On
the same day of last month's proclamation allowing commercial
fishing in the monument, Trump issued an order to boost the U.S.
commercial fishing industry by peeling back regulations and
opening up harvesting in previously protected areas.
The monument was created by President George W. Bush in 2009 and
consists of about 500,000 square miles (1.3 million square
kilometers) in the central Pacific Ocean.
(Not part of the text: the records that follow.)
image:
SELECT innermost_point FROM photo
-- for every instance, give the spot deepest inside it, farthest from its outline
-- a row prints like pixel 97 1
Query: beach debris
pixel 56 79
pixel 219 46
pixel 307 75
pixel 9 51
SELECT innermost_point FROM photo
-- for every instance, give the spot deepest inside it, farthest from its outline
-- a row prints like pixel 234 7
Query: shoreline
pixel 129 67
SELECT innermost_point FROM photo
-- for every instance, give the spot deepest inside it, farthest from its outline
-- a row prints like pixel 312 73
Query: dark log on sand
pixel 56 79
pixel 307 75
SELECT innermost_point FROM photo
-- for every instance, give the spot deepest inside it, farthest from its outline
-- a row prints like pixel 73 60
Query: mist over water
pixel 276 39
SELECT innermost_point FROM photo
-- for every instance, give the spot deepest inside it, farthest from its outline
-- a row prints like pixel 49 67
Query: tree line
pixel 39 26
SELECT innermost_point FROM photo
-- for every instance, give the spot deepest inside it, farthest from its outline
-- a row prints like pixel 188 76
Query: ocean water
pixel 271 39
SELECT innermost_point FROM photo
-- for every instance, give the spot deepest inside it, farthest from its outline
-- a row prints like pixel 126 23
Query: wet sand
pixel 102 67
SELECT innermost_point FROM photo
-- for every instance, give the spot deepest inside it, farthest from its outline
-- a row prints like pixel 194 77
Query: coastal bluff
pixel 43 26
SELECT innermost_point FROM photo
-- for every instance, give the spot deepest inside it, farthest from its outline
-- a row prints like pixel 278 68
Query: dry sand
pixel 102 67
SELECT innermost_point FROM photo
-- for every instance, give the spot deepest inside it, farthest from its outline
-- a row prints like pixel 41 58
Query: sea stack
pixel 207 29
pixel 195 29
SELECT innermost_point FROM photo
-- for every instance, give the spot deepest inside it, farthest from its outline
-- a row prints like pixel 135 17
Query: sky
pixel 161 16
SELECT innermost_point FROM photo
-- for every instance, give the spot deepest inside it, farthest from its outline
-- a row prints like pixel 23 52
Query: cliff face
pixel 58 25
President Barack Obama
expanded the monument in 2014.
A week after the April 17 proclamation, the U.S. National Marine
Fisheries Service sent a letter to fishing permit holders giving
them a green light to fish commercially within the monument's
boundaries, even though a long-standing fishing ban remains on
the books, according to a lawsuit filed Thursday in federal
court in Honolulu.
The first longline fisher started fishing in the monument just
three days after that letter, according to Earthjustice, which
has been tracking vessel activity within the monument using
Global Fishing Watch.
The Department of Justice declined to comment Friday.
The lawsuit noted that commercial longline fishing, an
industrial method involving baited hooks from lines 60 miles
(96.5 kilometers) or longer, will snag turtles, marine mammals
or seabirds that are attracted to the bait or swim through the
curtain of hooks.
“We will not stand by as the Trump administration unleashes
highly destructive commercial fishing on some of the planet’s
most pristine, biodiverse marine environments,” David Henkin, an
Earthjustice attorney, said in a statement. “Piling lawlessness
on top of lawlessness, the National Marine Fisheries Service
chose to carry out President Trump’s illegal proclamation by
issuing its own illegal directive, with no public input.”
Designating the area in the Pacific Ocean to the south and west
of the Hawaiian islands as a monument provided “needed
protection to a wide variety of scientific and historical
treasures in one of the most spectacular and unique ocean
ecosystems on earth,” the lawsuit said.
The lawsuit added that allowing commercial fishing in the
monument expansion harms the “cultural, spiritual, religious,
subsistence, educational, recreational, and aesthetic interests”
of a group of Native Hawaiian plaintiffs who are connected
genealogically to the Indigenous peoples of the Pacific.
Johnston Atoll, the closest island in the monument, is about 717
nautical miles (1,328 kilometers) west-southwest of Hawaii.